La Silla Vacia points out that while it is unclear what these new considerations may be, it is apparent that both sides’ faith in talks has been tested. Meanwhile, time is running out for both sides to put an eventual agreement to a vote, at least if they hope to hold it alongside 2015 regional elections.  As the news site has noted, a final accord would have to be signed by February 2015 in order for Congress to authorize holding a referendum in the October vote.

News Briefs
  • Building on previous statements by his interior minister, Mexican President Enrique Peña Nieto yesterday claimed to be preparing a plan to reform the rule of law in the country. As Reforma reports, the president said his plan would require a “collective effort” by lawmakers and society in general in order to “prevent the unfortunate events in Iguala from repeating themselves.”
  • Mexico’s main left-wing opposition party, the PRD, was dealt a major blow yesterday to its already tattered image in the wake of public criticism of the party’s ties to political corruption in Guerrero state. As El Universal reports, PRD founder Cuauhtémoc Cárdenas -- who has played an important elder statesman role over the years -- renounced his ties to the party, criticizing current leadership’s decisions on based on “short-sightedness, opportunism and complacency.”
  • The Wall Street Journal reports on a proposed Brazilian law which would change the way the country calculates its national budget, which critics see as an attempt by the Rousseff administration to get around missing its budget target for the year.
  • Folha de S. Paulo has an update on the case of Amarildo de Souza, the Rio de Janeiro bricklayer whose disappearance and murder set off mass protests last year. According to the paper, the government of Rio state has been ordered by a judge to pay Souza’s family for overdue pension funds, as well as to subsidize medical and psychological treatment for their ordeal.
  • InSight Crime features a highly informative analysis of Venezuela’s “colectivos,” or militant leftist groups with various functions and structures that have both worked and clashed with state agents. While the government of President Nicolas Maduro has a mixed relationship with these groups, the author notes that it is clear that they have enough political capital to make the administration avoid direct confrontation with them.
  • In another look at growing alternatives to traditional state power in Venezuela, the Washington Post reports on government-supported communes, an initiative that some critics say is meant to help undermine opposition-controlled local governments.

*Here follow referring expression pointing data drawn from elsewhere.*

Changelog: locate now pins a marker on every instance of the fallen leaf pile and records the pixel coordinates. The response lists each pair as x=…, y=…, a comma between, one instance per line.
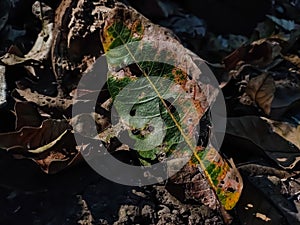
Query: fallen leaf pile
x=257, y=172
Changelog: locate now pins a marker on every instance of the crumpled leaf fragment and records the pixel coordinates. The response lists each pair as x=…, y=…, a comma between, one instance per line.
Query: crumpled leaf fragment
x=261, y=89
x=33, y=137
x=27, y=115
x=2, y=85
x=294, y=59
x=44, y=100
x=260, y=53
x=42, y=46
x=281, y=151
x=286, y=130
x=288, y=25
x=5, y=7
x=226, y=180
x=76, y=24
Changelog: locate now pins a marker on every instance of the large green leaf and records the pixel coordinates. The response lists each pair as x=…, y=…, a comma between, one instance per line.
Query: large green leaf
x=156, y=100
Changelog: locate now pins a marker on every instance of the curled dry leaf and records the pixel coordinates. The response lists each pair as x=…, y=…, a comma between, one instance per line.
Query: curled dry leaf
x=42, y=46
x=29, y=138
x=260, y=53
x=294, y=59
x=281, y=151
x=223, y=174
x=76, y=42
x=286, y=130
x=27, y=115
x=261, y=89
x=51, y=145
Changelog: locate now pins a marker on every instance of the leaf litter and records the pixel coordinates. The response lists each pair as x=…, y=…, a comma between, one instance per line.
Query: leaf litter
x=263, y=69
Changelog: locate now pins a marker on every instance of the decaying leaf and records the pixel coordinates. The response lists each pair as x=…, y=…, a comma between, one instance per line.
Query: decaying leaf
x=42, y=46
x=285, y=24
x=261, y=89
x=43, y=100
x=27, y=115
x=76, y=24
x=286, y=130
x=281, y=151
x=5, y=7
x=294, y=59
x=259, y=53
x=140, y=109
x=2, y=85
x=224, y=176
x=34, y=137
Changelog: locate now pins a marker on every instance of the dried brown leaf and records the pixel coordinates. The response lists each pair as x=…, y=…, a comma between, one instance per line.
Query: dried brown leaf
x=42, y=46
x=261, y=89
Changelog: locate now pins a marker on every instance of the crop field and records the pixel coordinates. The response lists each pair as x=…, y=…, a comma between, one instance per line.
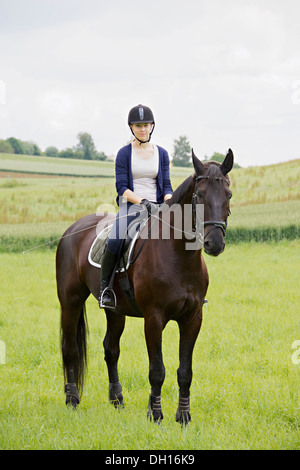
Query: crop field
x=245, y=390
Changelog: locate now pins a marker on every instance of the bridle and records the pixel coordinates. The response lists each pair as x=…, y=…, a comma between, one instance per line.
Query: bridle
x=214, y=223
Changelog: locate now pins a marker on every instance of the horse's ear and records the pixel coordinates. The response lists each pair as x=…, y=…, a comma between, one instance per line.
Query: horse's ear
x=198, y=166
x=227, y=163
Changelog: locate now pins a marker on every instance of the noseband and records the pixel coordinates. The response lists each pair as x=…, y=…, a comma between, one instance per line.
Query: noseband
x=214, y=223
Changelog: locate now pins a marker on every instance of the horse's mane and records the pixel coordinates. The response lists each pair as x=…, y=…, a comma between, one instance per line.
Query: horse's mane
x=213, y=171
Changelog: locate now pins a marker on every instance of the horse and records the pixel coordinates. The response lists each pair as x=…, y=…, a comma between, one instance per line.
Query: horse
x=169, y=283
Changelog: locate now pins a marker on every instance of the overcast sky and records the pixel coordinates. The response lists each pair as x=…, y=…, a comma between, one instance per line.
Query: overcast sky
x=225, y=73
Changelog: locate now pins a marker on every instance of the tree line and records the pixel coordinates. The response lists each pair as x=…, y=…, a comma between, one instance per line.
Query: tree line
x=85, y=149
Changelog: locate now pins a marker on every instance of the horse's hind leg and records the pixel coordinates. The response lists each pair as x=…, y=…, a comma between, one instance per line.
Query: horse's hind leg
x=73, y=325
x=154, y=326
x=189, y=330
x=111, y=343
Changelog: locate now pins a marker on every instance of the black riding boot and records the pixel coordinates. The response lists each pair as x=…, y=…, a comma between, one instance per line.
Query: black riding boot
x=107, y=296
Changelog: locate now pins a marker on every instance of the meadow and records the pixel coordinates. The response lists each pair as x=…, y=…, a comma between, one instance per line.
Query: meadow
x=245, y=390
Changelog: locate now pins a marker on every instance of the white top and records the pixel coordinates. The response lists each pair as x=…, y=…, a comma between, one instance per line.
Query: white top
x=144, y=174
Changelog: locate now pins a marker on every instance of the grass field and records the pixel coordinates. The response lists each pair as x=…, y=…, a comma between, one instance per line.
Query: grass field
x=245, y=391
x=38, y=209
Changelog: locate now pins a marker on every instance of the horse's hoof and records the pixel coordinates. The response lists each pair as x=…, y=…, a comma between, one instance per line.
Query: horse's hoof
x=115, y=395
x=183, y=418
x=72, y=401
x=72, y=396
x=154, y=409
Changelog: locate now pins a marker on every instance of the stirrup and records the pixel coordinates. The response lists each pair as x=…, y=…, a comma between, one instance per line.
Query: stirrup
x=106, y=291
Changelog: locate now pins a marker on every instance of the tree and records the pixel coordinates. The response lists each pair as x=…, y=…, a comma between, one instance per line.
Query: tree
x=182, y=152
x=51, y=151
x=5, y=147
x=16, y=145
x=86, y=146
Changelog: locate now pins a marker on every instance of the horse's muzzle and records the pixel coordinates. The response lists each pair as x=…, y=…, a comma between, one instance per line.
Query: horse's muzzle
x=214, y=244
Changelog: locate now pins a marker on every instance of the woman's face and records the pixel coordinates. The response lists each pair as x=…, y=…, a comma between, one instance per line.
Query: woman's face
x=142, y=130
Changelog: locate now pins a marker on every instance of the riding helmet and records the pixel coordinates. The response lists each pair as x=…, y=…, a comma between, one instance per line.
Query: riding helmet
x=140, y=113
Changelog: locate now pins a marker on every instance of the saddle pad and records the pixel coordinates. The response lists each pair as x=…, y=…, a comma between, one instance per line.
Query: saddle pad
x=97, y=249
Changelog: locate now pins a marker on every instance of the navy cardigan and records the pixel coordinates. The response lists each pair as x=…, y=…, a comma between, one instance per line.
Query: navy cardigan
x=124, y=178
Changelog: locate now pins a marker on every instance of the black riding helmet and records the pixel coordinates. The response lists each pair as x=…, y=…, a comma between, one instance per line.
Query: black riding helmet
x=141, y=114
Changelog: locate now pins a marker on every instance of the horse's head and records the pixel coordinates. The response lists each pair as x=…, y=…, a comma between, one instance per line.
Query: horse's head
x=212, y=190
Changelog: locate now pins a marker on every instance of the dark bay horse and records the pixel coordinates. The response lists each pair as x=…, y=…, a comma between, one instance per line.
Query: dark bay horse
x=169, y=282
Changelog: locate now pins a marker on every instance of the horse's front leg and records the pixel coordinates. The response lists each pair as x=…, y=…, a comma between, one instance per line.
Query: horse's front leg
x=153, y=333
x=189, y=330
x=111, y=343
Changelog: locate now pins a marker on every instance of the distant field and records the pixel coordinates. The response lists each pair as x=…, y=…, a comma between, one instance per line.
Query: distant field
x=34, y=208
x=55, y=166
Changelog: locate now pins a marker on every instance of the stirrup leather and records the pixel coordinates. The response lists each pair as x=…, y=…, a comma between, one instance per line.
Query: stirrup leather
x=108, y=290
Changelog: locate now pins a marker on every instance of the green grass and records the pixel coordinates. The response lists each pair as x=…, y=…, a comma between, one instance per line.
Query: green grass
x=55, y=166
x=264, y=198
x=245, y=391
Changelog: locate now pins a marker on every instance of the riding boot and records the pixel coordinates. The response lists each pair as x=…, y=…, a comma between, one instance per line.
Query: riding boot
x=107, y=296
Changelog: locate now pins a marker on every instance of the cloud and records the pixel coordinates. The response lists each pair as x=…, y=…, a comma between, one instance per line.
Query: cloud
x=221, y=73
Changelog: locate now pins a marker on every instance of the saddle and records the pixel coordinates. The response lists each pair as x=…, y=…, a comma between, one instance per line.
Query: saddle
x=125, y=257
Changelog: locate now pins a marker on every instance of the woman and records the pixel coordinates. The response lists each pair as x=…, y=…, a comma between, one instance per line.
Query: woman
x=142, y=182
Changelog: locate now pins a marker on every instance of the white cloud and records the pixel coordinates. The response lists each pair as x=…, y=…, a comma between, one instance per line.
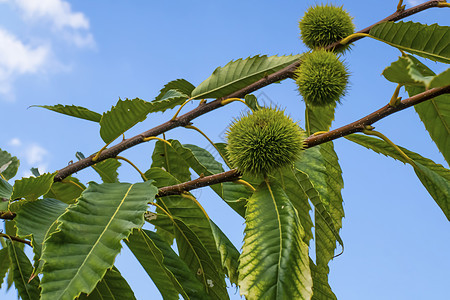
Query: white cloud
x=31, y=155
x=73, y=25
x=15, y=142
x=35, y=154
x=17, y=58
x=58, y=12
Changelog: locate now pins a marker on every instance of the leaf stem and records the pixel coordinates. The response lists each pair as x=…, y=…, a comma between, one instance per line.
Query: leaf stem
x=443, y=4
x=74, y=183
x=95, y=158
x=211, y=142
x=179, y=109
x=15, y=238
x=245, y=183
x=229, y=100
x=156, y=138
x=134, y=166
x=395, y=99
x=369, y=131
x=353, y=36
x=400, y=6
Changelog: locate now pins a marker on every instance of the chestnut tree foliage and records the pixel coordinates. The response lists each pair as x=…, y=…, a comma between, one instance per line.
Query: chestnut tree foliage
x=76, y=230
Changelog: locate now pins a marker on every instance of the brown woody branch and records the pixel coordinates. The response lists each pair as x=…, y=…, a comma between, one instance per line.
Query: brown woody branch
x=313, y=140
x=15, y=238
x=207, y=107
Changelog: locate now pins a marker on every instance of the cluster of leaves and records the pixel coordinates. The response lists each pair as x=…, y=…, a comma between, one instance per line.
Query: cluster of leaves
x=76, y=231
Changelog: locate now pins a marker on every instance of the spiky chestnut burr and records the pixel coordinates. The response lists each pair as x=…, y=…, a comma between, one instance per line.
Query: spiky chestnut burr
x=264, y=141
x=323, y=25
x=321, y=78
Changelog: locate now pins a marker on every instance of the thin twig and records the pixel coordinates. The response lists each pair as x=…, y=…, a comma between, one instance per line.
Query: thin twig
x=15, y=238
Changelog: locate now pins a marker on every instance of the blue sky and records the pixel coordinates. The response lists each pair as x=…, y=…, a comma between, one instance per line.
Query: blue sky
x=90, y=53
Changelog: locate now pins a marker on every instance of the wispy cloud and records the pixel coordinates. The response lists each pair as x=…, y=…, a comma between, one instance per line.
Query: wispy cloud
x=18, y=58
x=74, y=26
x=31, y=155
x=57, y=12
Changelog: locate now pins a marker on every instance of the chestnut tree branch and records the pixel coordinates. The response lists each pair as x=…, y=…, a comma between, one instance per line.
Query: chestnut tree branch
x=204, y=108
x=15, y=238
x=313, y=140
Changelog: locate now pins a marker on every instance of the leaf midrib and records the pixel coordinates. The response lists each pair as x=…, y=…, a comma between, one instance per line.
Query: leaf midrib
x=20, y=270
x=241, y=78
x=98, y=240
x=281, y=236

  • Argentine President Cristina Fernandez has returned to her regular duties, making her first public appearance yesterday after being hospitalized three weeks ago for a colon infection.
  • Wrapping up a two-day visit to Cuba, Spanish Foreign Minister Jose Manuel Garcia-Margallo took the opportunity to remark yesterday that the government of Spain “would like to see a more rapid pace to the economic reforms” on the island, with a view towards allowing more private initiative and foreign investment.
  • In a recent New York Times op-ed, journalist Tina Rosenberg profiles the epidemiological  law enforcement strategy of Cali Mayor Rodrigo Guerrero, who used rigorous statistical analysis to support policies aimed at mportant homicide reductions in his city.
  • Also on Colombia, the Wilson Center’s Latin America Program has a new report out this week on the FARC’s ties to Colombia's illegal drug trade. While author John Otis finds that there is little evidence the guerrillas are involved in high-level international retail of cocaine, he notes that the group’s control over coca-growing areas and drug smuggling corridors make it “far more powerful and influential than any of the country’s more traditional drug trafficking organizations.”